Both the ACLU of Maine and the Boston-based gay and lesbian legal advocacy group GLAD, have asked the Maine Attorney General’s Office to investigate conditions, policies and practices at Long Creek. Specifically, they want to ensure the safety and well-being of gay, bisexual and transgender youth who are disproportionately represented in the juvenile justice system and who are more likely to attempt suicide than their heterosexual peers. Both the Maine Attorney General’s Office and the Maine Department of Corrections have declined to comment on the request, on the case or on policies at Long Creek, citing confidentiality laws. Knowles says Maze had attempted suicide at least three times at Long Creek before. And the day before he hung himself he told her he how he could do it even though he was being checked by guards every nine or ten minutes.
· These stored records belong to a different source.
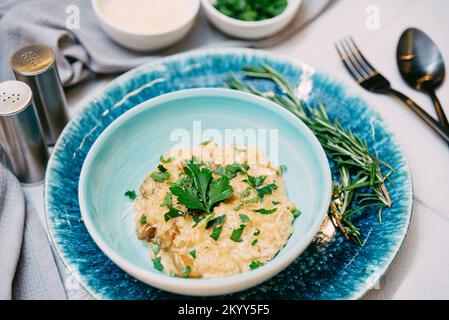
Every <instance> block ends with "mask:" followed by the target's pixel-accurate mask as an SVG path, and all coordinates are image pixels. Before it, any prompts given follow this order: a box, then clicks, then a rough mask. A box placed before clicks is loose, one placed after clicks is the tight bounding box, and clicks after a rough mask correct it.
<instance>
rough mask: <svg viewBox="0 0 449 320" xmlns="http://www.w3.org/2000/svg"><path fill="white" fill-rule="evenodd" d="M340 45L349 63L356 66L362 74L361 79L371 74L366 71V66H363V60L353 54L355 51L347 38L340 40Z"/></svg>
mask: <svg viewBox="0 0 449 320" xmlns="http://www.w3.org/2000/svg"><path fill="white" fill-rule="evenodd" d="M341 46H342V47H343V49H344V51H345V52H346V55H347V56H348V58H349V60H350V61H351V63H352V64H353V65H354V68H356V69H357V71H358V72H359V73H360V74H361V75H362V78H363V80H366V79H368V78H369V77H370V75H371V72H370V71H367V70H366V68H364V66H363V61H361V59H360V58H359V57H358V56H357V55H356V54H355V51H354V49H353V48H352V46H351V44H350V43H349V42H348V40H347V39H344V40H343V41H341Z"/></svg>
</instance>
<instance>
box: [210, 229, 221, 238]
mask: <svg viewBox="0 0 449 320" xmlns="http://www.w3.org/2000/svg"><path fill="white" fill-rule="evenodd" d="M222 230H223V227H217V228H215V229H214V230H212V233H211V234H210V237H211V238H212V239H214V240H215V241H217V240H218V237H219V236H220V234H221V231H222Z"/></svg>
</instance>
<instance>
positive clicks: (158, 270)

“I will never forgive them for missing this piece,” she says. “My child told them that we’re supposed to have random checks within every ten minutes. I know that you do it every nine minutes. That means I have every six to eight minutes to die.”
Knowles says while it’s true that Maze was being held on the girls’ unit and would have preferred to have been housed with the boys, she says that was not the most pressing issue for him. He had, she says, already ended his hormone therapy because of his mental health issues. And for Zach Heiden of the ACLU of Maine, that’s what’s so troubling about the placement of youth at Long Creek.
“At the end of the day people have to understand that this is a prison,” he says. “It is not a day care facility. It is not a boarding school and for decision makers to think that they are sending kids there for their own good, that they are going to be safe there and get services there, they need to understand that this is a very dangerous place.”
Since Maze’s death Michelle Knowles has hired an attorney to represent her family. In a statement Walt McKee says he’ll ask an independent agency to conduct a separate investigation “to figure out just how this tragedy ever could have happened.” In the meantime, Knowles says there is one thing for which she is grateful. Maze’s organs were able to be shared with other people who may get to live longer lives themselves.